The flowers are urn-shaped or cylindrical, white to pink or red-tinged, and borne in clusters of up to 8. They may be nearly one centimeter long. The fruit is a black or waxy blue berry up to 8 or 9 millimeters in length containing several seeds. It is diploid, with 48 total chromosomes.

==Taxonomy==
Vaccinium myrsinites is likely a hybrid of two other blueberry species, small cluster blueberry and Darrow's evergreen blueberry. Individuals may resemble one or the other parent species; the "darrowoid" phase is more common in coastal Florida, while the "tenneloid" phase can be found in southern Georgia and northern Florida. This species also hybridizes with many other blueberries.

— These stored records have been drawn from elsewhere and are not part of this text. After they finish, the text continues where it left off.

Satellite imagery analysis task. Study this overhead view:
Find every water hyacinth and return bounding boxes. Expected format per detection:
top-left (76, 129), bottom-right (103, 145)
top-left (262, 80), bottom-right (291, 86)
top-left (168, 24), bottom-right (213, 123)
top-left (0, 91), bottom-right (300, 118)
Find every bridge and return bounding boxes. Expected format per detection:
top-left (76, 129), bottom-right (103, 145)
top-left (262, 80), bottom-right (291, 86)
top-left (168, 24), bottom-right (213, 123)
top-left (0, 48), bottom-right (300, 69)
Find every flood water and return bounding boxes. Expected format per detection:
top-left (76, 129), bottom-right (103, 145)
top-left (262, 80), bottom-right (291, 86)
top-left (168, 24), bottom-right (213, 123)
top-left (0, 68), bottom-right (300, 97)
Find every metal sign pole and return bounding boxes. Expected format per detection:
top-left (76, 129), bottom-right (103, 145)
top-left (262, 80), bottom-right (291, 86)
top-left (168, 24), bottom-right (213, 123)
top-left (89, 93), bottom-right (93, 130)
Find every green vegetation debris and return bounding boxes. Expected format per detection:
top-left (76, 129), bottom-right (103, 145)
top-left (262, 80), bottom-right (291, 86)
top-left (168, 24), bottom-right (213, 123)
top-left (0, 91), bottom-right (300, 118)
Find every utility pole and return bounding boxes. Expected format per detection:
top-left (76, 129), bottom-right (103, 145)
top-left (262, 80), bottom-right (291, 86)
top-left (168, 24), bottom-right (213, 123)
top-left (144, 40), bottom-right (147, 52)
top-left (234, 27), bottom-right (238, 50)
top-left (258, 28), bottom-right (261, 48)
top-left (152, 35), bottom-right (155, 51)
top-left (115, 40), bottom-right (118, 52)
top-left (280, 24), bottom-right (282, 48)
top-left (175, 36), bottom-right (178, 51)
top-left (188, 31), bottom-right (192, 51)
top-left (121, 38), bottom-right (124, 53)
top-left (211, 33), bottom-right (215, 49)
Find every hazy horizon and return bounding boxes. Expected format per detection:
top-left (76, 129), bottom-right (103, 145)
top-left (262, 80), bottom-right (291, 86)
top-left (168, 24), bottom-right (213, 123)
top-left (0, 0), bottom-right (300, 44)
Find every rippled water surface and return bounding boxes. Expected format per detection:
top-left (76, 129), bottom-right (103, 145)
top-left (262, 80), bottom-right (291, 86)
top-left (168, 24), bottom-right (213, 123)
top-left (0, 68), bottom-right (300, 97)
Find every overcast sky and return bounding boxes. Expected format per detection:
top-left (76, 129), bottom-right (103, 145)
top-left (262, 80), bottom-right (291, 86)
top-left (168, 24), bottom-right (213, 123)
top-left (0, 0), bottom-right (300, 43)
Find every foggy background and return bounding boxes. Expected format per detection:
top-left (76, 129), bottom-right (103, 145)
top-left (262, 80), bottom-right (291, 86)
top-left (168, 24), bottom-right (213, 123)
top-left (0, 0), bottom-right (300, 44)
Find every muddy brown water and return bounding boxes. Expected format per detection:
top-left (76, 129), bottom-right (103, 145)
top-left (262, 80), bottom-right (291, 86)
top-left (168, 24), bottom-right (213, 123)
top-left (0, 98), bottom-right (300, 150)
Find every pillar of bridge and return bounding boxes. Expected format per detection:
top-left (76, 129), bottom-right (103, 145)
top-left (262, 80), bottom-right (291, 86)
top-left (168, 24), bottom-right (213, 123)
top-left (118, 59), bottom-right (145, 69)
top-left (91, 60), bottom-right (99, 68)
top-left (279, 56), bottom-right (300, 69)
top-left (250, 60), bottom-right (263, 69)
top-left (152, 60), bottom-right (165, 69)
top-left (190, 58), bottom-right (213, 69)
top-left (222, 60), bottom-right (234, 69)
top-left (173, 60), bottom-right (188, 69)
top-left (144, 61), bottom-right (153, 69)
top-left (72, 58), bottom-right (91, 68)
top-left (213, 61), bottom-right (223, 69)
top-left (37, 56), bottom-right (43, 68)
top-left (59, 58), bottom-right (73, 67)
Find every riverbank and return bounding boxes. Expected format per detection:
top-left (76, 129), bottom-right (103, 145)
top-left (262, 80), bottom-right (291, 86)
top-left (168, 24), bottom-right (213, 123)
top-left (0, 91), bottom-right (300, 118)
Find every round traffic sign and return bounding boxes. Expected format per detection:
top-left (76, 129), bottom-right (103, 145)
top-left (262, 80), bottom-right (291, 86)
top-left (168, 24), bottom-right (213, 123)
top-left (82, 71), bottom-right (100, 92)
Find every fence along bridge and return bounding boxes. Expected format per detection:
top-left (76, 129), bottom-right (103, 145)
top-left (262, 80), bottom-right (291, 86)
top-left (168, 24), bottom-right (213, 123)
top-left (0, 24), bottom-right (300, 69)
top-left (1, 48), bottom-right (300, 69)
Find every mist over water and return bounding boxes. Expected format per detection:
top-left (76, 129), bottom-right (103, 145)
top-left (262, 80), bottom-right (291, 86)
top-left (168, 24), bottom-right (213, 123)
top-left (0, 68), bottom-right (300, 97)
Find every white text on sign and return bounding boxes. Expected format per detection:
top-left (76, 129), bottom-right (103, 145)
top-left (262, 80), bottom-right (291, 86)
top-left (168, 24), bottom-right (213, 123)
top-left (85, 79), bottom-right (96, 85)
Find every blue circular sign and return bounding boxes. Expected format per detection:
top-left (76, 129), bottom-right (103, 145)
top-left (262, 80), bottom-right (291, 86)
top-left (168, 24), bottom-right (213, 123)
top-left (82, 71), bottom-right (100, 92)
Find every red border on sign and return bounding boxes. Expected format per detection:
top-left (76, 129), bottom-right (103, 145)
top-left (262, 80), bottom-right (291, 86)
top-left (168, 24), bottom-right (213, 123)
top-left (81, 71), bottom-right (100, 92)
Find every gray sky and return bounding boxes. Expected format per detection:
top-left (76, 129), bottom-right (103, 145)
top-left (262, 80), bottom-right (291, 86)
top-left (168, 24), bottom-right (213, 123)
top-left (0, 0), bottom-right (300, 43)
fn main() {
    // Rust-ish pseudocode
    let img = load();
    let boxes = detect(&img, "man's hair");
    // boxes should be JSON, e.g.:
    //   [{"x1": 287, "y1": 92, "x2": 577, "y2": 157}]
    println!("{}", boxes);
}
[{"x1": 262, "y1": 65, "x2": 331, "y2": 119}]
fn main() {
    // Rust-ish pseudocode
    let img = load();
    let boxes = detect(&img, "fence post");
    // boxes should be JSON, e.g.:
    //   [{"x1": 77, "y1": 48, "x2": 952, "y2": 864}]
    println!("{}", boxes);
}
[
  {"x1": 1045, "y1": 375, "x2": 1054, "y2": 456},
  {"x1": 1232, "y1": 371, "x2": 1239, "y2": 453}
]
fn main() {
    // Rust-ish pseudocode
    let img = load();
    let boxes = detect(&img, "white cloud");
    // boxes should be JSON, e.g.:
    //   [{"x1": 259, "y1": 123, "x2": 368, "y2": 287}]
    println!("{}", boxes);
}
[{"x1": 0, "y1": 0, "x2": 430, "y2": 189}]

==Distribution and habitat==
The species is native to the southeastern United States, including Alabama, Georgia, South Carolina, and Florida. It may occur as far west as Louisiana.

It grows in several habitat types in the southeastern U.S., including prairies, pine barrens, bog margins, flatwoods, Florida scrub, palmetto communities, and rosemary balds. It also grows in disturbed, clearcut, and fallow cultivated areas. Associated plants include scrub palmetto, netted pawpaw, scrubclover, dodder, Florida blazingstar, scrub mint, tree sparkleberry, saw palmetto, Lyonia, dwarf huckleberry, inkberry, bracken fern, several oaks, many species of pine. The best sites are dry, sandy stretches of acidic soils in full sunlight.

== Ecology ==
In common with many southeastern scrub species, this plant is fire-adapted. It can recover from a fire by sprouting from its rhizome. This is also the way it forms vast colonies of cloned individuals. The plant also reproduces sexually by seed. The seeds are dispersed by animals, which relish the fruits.

== Uses ==
The Seminole used V. myrsinites for food and for a variety of ceremonial and medicinal purposes, including the treatment of "hog sickness", or unconsciousness.